The above example also reflects the best way to present the lay witnesses evidence. You want the lay witness to present a clear picture of the person the Plaintiff was before the accident and who they have become since. Structuring the testimony in this fashion creates a clear story of the injury's detrimental effects. When the witness testifies in this way, it creates more of an emotional impact, while also ensuring the information is delivered to the trier of fact in a manner that is easy to understand.
Given the inherent difficulty in diagnosing mild traumatic brain injuries, Canadian courts have found the testimony of lay witnesses particularly persuasive. For example, in Warder v Insurance Corp. of British Columbia, the Court wrote:
"Almost all the specialists agree that psychological therapy over a period of six to eight months should help him improve his present state. Few are predicting an immediate recovery. What struck me about the severity of his condition was the evidence coming from people who knew him well before the accident and then saw the significant change in his performance after the accident. This kind of evidence is very compelling when compared to evidence from others who only examined him after the accident and had little personal knowledge of him before that time."
In Mastromonaco v Moraal, 2015 BCSC 228, the Court wrote:
Here, the Third Party notes the modest lack of time off her work in the weeks following the accident; the Plaintiff's extensive involvement in counseling directed towards her inability to re-adjust to Canadian society upon her return from abroad; apparent conflicts between her faith and her profession; her general dissatisfaction with the present makeup of the B.C. school system; her sense that work in Canada was not as meaningful as that which she performed in the developing world; and her stated intention to Dr. O'Brien, in October 2012, that she would like to return to the type of work she did before, as offering the better explanation for her current level of employment and limited functioning.
Such, in my view, overlooks the totality of the weight of the evidence from lay witnesses who testified as to noticeable changes in the Plaintiff's concentration, memory and mood over a period of time following the accident. Ms. Osers, who taught with the Plaintiff at Uplands both before and immediately following the accident, testified as to identifiable changes in the Plaintiff upon her return to work."
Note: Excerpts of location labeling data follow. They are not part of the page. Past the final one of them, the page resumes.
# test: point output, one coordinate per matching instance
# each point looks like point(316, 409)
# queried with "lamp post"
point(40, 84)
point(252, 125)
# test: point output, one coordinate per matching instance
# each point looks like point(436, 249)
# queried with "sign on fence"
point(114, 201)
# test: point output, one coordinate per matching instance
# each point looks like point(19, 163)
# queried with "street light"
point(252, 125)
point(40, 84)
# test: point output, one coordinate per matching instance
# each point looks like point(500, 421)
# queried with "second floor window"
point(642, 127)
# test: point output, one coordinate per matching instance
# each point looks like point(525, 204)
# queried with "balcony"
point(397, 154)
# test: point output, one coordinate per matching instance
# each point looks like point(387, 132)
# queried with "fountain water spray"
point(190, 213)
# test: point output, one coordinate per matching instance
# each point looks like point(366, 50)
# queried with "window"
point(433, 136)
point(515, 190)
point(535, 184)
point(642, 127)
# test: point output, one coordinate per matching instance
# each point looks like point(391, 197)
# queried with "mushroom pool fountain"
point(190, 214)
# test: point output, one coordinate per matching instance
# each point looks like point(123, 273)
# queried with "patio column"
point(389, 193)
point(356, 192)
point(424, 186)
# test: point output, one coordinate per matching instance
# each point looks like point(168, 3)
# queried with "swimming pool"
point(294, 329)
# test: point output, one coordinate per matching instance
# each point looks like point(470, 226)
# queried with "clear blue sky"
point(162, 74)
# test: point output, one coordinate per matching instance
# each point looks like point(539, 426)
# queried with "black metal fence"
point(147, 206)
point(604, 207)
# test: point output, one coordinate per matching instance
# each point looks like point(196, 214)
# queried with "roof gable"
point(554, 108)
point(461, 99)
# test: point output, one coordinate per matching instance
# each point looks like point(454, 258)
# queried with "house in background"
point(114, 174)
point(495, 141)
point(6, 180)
Lay witnesses are a crucial part of building a case around a mild traumatic brain injury. As no diagnostic criteria exist that can positively identify such brain injuries 100% of the time, the testimony of those who know the injured person becomes extremely valuable. The best lay witnesses are neutral. They are people who can tell a clear and concise story of the Plaintiff's injury that builds into the emotional theme of your case. Keeping a clear view of the story you want to build and who is best to tell that story can make all the difference come trial.
The content of this article is intended to provide a general guide to the subject matter. Specialist advice should be sought about your specific circumstances.